Neste ponto, gostaríamos de voltar a algumas observações que fizemos no início do Capítulo 6. Naquela ocasião, ao lidar com os conceitos de pluralidade, unidade, homogeneidade e diversidade, afirmamos que os Federalistas "ao propor a pluralidade em sua República, diferentemente de Montesquieu, não necessariamente afastam a homogeneidade." Agora acreditamos que podemos explicar melhor essa afirmação. Que os Federalistas lidam com a pluralidade ao invés da unidade já está claro pelo que dissemos até aqui. Mas como poderíamos explicar que eles não necessariamente afastam a homogeneidade? Exatamente por o indivíduo ser a unidade elementar do poder, e termos que os grupos (facciosos ou não) unem e diferenciam os indivíduos, tal como vimos em Simmel. Com isto, os indivíduos, sem a adesão a grupos unidos por interesses que os tornam comuns, mas fundamentalmente os diferenciam dos demais, se tornam todos iguais na medida em que vistos como molas propulsoras de interesse, e, mais do que isso, o mesmo indivíduo se projeta nos outros sem reconhecê- los. O respeito pelo outro só existe porque há instituições que garantem que o outro também poderá realizar essa projeção (igualdade radical), mas o indivíduo, em si, não reconhece o outro.Com o indivíduo como o unidade do interesse e da opinião, e a possibilidade da projeção dessa mesma opinião sobre os demais, tornou-se possível a equivalência de uma diferença radical (cada indivíduo é portado de um interesse, uma opinião) e de uma igualdade radical (todos os indivíduos incluídos na república comercial têm seus interesses e projetam sua opinião).

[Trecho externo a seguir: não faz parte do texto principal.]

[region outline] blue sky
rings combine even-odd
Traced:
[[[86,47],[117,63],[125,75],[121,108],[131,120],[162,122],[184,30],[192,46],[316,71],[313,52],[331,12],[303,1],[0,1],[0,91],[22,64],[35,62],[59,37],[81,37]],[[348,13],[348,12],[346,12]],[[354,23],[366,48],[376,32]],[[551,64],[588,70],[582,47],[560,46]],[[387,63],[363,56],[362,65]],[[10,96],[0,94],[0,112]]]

Com a associação entre interesse e opinião, e a possibilidade de projeção da opinião sobre outros, o indivíduo, aqui, se tornou mais que uma unidade elementar da pulverização do poder. Ele se tornou a unidade e a própria potência desse poder. É ele a sua fonte, e é ele que pode irradiar a sua extensão, sem inclusive a responsabilidade de controlá-la. A projeção da opinião, tal como sugerida nesta passagem, tende ao infinito. O indivíduo, com isso, passa a ser, como veremos, a unidade da expansão norte-americana, tema que passamos a tratar.